38. Production occupations
Production workers account for over half of all jobs in the machinery manufacturing industry. First-line supervisors and managers of production and operating workers oversee all workers in the production process and ensure that equipment and supplies are available when needed. They usually report to industrial production managers, who watch over all activities on the factory floor.
Metal workers and plastic workers create all the various parts that are needed in the production and assembly processes. As production becomes more automated, the jobs of most metal and plastic workers are becoming more complex. Fewer workers simply operate machines; most are now also responsible for programming and performing minor repairs on the machine tools. Among the most skilled metal and plastic workers are tool and die makers, and machinery manufacturing has about 28 percent of the Nation’s jobs for these workers.

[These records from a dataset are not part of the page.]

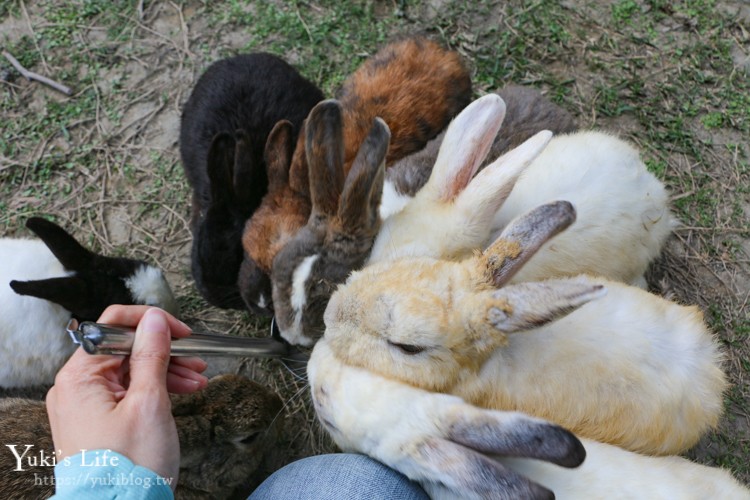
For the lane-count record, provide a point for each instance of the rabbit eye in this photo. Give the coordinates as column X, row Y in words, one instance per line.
column 408, row 348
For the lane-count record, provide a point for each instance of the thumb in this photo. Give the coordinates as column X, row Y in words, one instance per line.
column 149, row 358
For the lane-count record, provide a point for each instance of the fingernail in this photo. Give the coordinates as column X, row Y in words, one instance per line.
column 154, row 321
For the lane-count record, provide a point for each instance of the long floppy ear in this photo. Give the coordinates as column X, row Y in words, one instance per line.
column 219, row 167
column 70, row 292
column 250, row 181
column 523, row 237
column 363, row 190
column 490, row 188
column 324, row 147
column 278, row 154
column 524, row 306
column 467, row 141
column 71, row 254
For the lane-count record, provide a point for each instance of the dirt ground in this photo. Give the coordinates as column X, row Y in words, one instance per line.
column 104, row 161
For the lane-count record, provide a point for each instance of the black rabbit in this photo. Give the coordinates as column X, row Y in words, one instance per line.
column 225, row 125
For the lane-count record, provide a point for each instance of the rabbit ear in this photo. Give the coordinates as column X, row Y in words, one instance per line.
column 324, row 147
column 523, row 237
column 219, row 166
column 525, row 306
column 459, row 469
column 493, row 184
column 363, row 189
column 70, row 292
column 467, row 141
column 63, row 246
column 278, row 154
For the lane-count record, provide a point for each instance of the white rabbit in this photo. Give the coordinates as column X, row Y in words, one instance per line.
column 629, row 368
column 623, row 217
column 61, row 279
column 456, row 450
column 622, row 214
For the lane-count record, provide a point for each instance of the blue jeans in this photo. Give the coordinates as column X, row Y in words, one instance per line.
column 345, row 476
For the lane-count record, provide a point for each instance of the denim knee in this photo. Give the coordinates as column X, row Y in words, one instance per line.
column 343, row 475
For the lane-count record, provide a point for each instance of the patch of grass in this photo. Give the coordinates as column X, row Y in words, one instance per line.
column 624, row 10
column 326, row 43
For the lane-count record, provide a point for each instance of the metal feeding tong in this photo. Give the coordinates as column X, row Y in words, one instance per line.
column 96, row 338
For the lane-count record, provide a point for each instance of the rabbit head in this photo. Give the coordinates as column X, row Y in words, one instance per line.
column 424, row 321
column 225, row 125
column 236, row 187
column 342, row 226
column 626, row 367
column 452, row 215
column 281, row 214
column 226, row 431
column 436, row 439
column 414, row 85
column 96, row 281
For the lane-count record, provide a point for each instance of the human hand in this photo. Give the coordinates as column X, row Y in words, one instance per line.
column 122, row 403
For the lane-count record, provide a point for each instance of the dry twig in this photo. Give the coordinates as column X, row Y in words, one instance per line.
column 30, row 75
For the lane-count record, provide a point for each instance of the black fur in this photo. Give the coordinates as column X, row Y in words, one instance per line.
column 98, row 280
column 247, row 93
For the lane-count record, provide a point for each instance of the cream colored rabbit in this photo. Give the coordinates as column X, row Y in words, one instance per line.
column 456, row 450
column 623, row 219
column 629, row 368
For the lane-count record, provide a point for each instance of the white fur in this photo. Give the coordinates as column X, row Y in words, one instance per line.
column 294, row 335
column 389, row 421
column 33, row 341
column 622, row 214
column 431, row 226
column 622, row 210
column 629, row 368
column 148, row 286
column 392, row 201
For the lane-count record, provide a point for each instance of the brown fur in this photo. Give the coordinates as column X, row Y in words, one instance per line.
column 414, row 85
column 211, row 425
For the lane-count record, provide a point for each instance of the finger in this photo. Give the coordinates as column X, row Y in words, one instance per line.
column 131, row 315
column 192, row 362
column 180, row 385
column 186, row 373
column 150, row 355
column 81, row 367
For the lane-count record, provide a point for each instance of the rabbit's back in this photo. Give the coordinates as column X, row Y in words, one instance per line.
column 652, row 382
column 250, row 92
column 33, row 342
column 623, row 218
column 414, row 85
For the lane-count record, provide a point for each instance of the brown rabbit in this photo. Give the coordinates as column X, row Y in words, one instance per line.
column 225, row 431
column 414, row 85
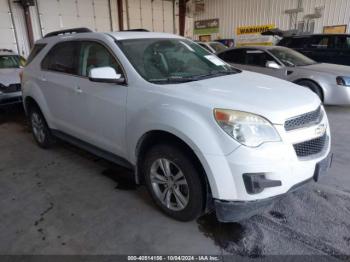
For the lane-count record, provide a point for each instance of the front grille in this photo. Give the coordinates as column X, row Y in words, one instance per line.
column 11, row 88
column 311, row 147
column 305, row 120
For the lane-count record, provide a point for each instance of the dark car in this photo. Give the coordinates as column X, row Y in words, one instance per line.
column 325, row 48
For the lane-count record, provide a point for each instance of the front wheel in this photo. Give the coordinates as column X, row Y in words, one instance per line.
column 174, row 182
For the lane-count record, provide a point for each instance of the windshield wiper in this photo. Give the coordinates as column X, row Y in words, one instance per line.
column 186, row 79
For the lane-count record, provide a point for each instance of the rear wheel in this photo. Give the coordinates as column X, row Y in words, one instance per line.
column 40, row 129
column 174, row 182
column 313, row 87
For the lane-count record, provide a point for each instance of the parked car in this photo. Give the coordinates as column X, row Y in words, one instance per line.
column 200, row 134
column 213, row 47
column 330, row 82
column 325, row 48
column 10, row 87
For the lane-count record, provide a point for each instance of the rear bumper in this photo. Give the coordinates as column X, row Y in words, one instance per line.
column 10, row 98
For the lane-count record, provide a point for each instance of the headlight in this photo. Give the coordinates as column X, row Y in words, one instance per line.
column 248, row 129
column 343, row 80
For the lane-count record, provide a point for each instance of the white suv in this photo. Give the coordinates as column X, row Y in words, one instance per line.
column 200, row 134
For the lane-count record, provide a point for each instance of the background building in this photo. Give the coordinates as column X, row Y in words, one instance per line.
column 306, row 15
column 23, row 22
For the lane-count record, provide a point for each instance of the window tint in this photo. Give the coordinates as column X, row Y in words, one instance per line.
column 233, row 56
column 257, row 58
column 9, row 61
column 95, row 55
column 320, row 42
column 63, row 58
column 35, row 51
column 342, row 42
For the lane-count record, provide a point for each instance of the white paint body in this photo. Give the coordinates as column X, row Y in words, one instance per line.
column 115, row 117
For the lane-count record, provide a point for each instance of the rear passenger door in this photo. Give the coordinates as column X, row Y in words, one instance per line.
column 58, row 79
column 100, row 108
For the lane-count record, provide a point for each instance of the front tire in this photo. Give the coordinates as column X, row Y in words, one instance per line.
column 40, row 130
column 174, row 182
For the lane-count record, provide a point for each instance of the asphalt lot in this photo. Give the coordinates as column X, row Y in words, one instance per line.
column 67, row 201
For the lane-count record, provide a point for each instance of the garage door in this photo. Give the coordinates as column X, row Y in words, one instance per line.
column 7, row 39
column 61, row 14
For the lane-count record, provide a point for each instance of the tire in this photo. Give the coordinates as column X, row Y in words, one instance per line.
column 174, row 182
column 313, row 87
column 40, row 130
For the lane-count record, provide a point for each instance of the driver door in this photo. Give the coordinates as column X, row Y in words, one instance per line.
column 100, row 108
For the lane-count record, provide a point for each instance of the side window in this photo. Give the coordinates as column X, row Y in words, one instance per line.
column 63, row 57
column 342, row 42
column 35, row 51
column 93, row 55
column 257, row 58
column 320, row 42
column 233, row 56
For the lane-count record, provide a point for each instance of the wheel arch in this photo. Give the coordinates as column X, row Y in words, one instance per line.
column 155, row 137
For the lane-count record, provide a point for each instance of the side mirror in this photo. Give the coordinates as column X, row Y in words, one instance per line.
column 272, row 65
column 105, row 75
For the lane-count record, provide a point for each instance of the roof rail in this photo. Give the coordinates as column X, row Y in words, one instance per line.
column 135, row 30
column 69, row 31
column 6, row 50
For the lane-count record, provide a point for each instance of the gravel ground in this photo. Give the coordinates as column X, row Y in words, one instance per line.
column 66, row 201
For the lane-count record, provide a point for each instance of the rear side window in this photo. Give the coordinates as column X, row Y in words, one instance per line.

Tool and die makers create precision tools and machines, often using computer-aided design software, that are used to cut, shape, and form metal and other materials to exact specifications. Operating computer-controlled machine tools, they produce devices, such as jigs and fixtures, to hold metal while it is being worked on. They also produce gauges and other measuring devices, and dies that are used to shape the metal.
Computer control programmers and operators manage the automatic metalworking machines that can mass produce individual parts. They also write programs based upon the specifications of the part that defines what operation the machine should perform. Machinists produce precision parts that require particular skill or that are needed in quantities too small to require the use of automated machinery. Welding, soldering, and brazing workers operate machines that join two or more pieces of metal together; they may also weld manually as well.